Foi naquela noite que o jogo mudou.
As palavras saíram sem filtro, cruas. Eu confessei o que estava guardado no escuro: o desejo de ver você sendo possuída por outro, de ver sua cara de prazer enquanto é fodida de verdade, enquanto eu assisto, imóvel, dominado pela cena.
Você não recuou. Pelo contrário, você avançou. Lembrou daquele meu amigo, daquela tensão antiga que eu já suspeitava, e usou isso para me encurralar. Você disse que queria me ver ali, pequeno diante da sua luxúria, me humilhando enquanto você recebia o que queria de outro…..
O ápice veio quando eu menos esperava. Eu estava naquele jantar de negócios enfadonho, fingindo prestar atenção em conversar de negócios, mesmo sabendo que no meu celular já tinha chego algumas fotos suas, mas não podia abrir, não ali no meio daqueles caras. Mas e se abrisse e alguém visse sem querer você? Pensei nisso tbm, mas melhor não..
Quando cheguei no hotel e abri o celular. Lá estavam as fotos.
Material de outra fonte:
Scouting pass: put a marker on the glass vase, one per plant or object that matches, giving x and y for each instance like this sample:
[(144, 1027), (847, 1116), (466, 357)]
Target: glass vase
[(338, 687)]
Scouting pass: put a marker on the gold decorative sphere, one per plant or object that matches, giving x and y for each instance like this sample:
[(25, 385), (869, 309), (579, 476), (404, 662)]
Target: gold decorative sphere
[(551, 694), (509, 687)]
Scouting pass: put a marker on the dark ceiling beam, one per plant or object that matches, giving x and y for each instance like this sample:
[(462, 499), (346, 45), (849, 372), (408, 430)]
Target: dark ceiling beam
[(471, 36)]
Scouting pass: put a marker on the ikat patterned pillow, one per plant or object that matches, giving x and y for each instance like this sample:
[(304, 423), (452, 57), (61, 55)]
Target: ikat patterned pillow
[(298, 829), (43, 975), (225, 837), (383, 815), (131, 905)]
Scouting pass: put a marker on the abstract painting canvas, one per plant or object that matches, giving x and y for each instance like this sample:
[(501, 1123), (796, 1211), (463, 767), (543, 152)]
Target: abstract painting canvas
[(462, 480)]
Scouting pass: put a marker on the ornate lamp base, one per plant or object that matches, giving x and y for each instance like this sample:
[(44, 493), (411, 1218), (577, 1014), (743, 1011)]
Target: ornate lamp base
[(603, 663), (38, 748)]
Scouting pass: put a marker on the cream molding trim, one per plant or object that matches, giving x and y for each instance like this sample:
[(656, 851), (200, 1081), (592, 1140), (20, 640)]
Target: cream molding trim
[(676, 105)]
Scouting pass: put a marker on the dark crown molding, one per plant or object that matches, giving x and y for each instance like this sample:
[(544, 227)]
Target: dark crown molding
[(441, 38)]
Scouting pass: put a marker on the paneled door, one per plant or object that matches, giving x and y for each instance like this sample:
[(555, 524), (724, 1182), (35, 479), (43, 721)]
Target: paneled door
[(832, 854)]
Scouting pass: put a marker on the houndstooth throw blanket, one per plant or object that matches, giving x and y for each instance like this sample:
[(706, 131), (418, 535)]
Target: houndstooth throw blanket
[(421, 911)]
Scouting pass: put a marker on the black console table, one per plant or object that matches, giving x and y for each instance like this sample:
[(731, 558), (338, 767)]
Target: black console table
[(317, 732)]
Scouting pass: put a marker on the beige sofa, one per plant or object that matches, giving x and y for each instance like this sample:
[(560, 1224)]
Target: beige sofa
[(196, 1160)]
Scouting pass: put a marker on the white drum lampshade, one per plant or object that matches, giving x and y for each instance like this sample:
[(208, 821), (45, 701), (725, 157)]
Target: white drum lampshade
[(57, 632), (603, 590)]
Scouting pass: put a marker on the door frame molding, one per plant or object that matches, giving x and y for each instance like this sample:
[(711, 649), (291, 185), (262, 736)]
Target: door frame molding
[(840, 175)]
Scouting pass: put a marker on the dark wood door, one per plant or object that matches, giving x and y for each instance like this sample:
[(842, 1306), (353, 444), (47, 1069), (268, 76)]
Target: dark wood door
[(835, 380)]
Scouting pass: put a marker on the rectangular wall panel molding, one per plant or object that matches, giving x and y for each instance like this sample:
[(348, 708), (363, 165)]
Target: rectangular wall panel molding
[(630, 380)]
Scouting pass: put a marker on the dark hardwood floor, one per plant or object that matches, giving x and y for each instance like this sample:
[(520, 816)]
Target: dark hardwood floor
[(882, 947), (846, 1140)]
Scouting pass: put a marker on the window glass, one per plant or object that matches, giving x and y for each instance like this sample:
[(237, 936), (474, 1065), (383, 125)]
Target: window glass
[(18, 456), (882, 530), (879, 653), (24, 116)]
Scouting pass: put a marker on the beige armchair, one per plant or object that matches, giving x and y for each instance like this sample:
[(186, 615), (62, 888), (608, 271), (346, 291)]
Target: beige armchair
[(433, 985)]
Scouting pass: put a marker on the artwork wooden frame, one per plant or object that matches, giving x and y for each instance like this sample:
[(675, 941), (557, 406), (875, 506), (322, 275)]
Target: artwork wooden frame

Você, minha mulher, se exibindo para o mundo. O piercing no umbigo brilhando, os fios da calcinha por cima do short, e aquele peito aparecendk o biquinho durinho .
aquele bico preto e lindo que você apertava com uma vontade que eu sentia daqui!!! Te conheço, estava cheia de tesão na foto. Não tirou a foto pra mim, tirou para se exibir lara outro te querer..
Eu não aguentei.
No meio daquela suíte luxuosa, eu fiz a minha homenagem.
Gozei em cima da sua imagem no celular, um tributo de um homem completamente rendido à sua “vagabunda” particular.
Enviei para ti a foto, do trabalho feito e orgulhoso de ver vc toda gozada na tela, mas recebi um contra golpe. O golpe de misericórdia foi o vídeo de visualização única. .
O post: “Será que meu marido vai gostar?”.
E os comentários… dezenas de caras, sedentos, dizendo que eu não dava conta de você, que você precisava de um homem de verdade.
Ela tinha postado aquele corpo gostoso a mais de 4 horas atras, provavelmente enquanto ainda falava comigo. E lá estava ela, se deliciandk com vários olhares diferentes e picas chegando no inbox querendo bater uma pensando nela ..
Em vez de raiva, eu senti um tesão que quase me quebrou ao meio.
E você, com aquela voz de quem sabe exatamente o poder que tem, só disse:
“Só fiz o que você pediu. Obedeço bem.”
A aventura estava só começando. Quando você me mandou a foto daquele cara aleatório, gozando por sua causa, pedindo o “leitinho” dele na sua boca, fando putaria para o cara gozar pensando em vc, na sua foto, no seu corpo, no seu peito e sua vontade de dar para outro.
Você sabe disso, mas não quer assumir ainda.
De provar outro enquanto segura o meu, de quicar e se deliciar do jeito que se deliciou com outro aquele dia no carro, uma foda pra se lembrar..
Eu entendi que a distância tinha criado um monstro. E que eu, o executivo impecável de 1,90m, estava agora nas mãos da preta mais poderosa que já conheci, que agora está insaciável.